By May-end, you will be able to enjoy a seamless drive on NH-1 between Delhi and Chandigarh, without having to queue up to pay toll.
On Thursday, the road transport and highways ministry took the first step in the direction when road minister CP Joshi inaugurated India's first interoperable radio frequency identification (RFID) tag-based electronic toll collection system (ETC) on a small 27-km stretch on NH-5 between Zirakpur (near Chandigarh) and Parwanoo (Himachal Pradesh) on a pilot basis.
The system will be extended to the 273-km NH-1 by the end of the month and to all the 192 toll plazas operational on national highways across India by 2013.
"Once that happens, one will be able to drive across India using one RFID tag without having to wait to pay toll.

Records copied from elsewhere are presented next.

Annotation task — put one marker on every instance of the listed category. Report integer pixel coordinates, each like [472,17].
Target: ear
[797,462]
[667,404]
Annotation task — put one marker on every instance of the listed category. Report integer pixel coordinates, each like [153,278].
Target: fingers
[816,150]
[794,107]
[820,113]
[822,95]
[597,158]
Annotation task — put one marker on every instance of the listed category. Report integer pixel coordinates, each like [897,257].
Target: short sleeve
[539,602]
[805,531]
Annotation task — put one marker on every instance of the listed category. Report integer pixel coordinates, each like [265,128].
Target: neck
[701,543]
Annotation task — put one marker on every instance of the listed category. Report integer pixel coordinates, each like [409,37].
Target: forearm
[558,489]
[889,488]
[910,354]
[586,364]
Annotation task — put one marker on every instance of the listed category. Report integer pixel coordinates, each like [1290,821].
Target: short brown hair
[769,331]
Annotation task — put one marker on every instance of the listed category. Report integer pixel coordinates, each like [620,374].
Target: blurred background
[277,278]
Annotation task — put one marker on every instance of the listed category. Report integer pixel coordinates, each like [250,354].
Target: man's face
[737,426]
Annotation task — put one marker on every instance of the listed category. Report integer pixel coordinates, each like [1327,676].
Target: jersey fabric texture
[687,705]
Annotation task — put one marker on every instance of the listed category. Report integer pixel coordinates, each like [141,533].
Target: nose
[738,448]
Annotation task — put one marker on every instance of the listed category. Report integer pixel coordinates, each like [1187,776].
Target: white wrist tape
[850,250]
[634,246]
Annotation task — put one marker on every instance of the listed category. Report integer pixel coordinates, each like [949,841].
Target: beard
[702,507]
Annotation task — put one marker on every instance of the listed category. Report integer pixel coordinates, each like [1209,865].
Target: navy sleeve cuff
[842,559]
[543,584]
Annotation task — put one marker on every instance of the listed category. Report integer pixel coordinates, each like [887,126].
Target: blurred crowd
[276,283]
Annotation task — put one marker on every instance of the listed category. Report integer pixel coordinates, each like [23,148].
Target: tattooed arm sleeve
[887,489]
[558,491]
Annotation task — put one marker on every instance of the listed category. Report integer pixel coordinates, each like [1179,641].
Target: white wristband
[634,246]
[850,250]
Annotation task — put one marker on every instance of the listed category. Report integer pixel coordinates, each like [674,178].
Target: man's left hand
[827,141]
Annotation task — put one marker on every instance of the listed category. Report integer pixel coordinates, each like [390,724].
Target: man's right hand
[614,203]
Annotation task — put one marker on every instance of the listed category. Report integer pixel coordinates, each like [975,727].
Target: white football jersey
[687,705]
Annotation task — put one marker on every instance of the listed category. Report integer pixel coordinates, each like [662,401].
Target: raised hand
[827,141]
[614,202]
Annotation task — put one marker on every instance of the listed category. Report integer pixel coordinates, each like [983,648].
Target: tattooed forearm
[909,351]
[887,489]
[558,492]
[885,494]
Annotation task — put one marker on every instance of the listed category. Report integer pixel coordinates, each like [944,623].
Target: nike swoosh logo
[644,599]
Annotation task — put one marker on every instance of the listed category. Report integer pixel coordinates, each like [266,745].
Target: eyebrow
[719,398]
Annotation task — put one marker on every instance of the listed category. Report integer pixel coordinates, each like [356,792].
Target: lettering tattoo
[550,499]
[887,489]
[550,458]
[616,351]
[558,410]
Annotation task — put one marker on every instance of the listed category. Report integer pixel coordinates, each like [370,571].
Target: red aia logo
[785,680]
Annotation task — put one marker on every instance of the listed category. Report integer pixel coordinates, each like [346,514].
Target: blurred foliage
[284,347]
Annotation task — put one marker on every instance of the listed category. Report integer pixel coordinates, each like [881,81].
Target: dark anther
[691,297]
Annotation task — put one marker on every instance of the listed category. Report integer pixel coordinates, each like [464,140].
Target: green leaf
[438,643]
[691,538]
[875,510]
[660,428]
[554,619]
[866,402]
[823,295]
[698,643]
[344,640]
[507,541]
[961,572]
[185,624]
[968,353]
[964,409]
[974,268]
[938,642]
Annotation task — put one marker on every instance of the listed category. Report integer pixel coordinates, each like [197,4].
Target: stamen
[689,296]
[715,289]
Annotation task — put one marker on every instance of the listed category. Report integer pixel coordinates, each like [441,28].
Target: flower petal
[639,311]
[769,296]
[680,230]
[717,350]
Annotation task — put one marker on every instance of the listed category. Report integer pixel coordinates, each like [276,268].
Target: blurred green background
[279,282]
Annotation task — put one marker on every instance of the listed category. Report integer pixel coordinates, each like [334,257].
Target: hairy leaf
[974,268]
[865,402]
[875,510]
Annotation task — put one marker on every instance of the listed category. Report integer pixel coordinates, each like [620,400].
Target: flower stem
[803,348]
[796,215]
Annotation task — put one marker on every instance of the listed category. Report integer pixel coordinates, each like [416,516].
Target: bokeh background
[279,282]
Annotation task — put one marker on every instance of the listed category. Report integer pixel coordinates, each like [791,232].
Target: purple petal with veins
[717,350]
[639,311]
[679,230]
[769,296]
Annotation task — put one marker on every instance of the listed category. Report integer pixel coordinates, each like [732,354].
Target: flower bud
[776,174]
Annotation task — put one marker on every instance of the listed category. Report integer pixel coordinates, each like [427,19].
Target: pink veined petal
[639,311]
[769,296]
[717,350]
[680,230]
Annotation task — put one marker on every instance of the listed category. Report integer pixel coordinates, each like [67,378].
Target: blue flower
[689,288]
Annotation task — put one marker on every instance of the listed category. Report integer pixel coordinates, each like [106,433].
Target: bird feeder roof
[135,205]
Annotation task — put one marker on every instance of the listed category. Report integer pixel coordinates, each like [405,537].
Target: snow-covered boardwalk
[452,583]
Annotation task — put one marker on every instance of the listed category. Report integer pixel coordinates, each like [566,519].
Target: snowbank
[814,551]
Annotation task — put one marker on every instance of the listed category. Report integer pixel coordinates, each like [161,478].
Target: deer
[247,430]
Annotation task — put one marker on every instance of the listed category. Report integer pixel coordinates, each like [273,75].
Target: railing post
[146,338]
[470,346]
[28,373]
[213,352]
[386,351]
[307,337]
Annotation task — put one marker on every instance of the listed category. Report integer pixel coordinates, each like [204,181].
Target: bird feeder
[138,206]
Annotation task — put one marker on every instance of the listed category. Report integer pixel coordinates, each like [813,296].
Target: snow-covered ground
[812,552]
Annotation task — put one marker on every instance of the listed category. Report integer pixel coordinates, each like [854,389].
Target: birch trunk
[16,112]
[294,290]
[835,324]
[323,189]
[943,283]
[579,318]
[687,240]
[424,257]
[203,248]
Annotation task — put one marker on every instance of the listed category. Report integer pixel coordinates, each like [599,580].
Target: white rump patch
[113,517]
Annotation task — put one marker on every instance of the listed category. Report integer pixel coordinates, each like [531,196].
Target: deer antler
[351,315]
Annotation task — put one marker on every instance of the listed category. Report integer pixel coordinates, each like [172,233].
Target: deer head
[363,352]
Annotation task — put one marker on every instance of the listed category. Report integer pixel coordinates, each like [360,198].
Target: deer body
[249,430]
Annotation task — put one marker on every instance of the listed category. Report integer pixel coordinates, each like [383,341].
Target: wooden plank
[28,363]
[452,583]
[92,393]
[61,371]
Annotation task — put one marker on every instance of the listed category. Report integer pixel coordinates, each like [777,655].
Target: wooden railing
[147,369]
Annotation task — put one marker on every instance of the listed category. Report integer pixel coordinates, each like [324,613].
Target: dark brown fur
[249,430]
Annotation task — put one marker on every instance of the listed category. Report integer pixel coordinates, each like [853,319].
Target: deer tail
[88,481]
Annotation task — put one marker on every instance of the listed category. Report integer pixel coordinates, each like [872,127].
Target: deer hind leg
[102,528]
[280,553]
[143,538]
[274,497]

It will cut down the delays and congestion at toll plazas," said Joshi who also inaugurated the four laned Zirakpur-Parwanoo stretch on Thursday where the ETC system has been installed by Jaypee Group, the project developer.
Presently, different ETC systems are operational at toll plazas on the Delhi-Gurgaon, Badarpur-Faridabd and Bangalore highway stretches. But none of them are uniform or interoperable.
With ETC in place, all that a driver would have to do is buy an RFID tag priced R100, get it recharged for R500 or more, stick it to the vehicle's windshield and enjoy a seamless drive without stopping to pay toll. A central toll clearing house is being set up to manage the monetary transactions. Initially, the tag will be distributed from the toll plazas, but later one will be able to get it from designated centres across the country.
For the pilot project, ICICI Bank has been selected to run the central clearing house. "Once we expand the ETC, tenders will be floated to appoint an agency to run the central clearing house," said an NHAI official.
If the ministry is successful in starting the RFID tag-based ETC across the 192 toll plazas operational on national highways, India will become the only country to have a uniform interoperable ETC facility across its length and breadth. Western countries use different ETC systems in different cities.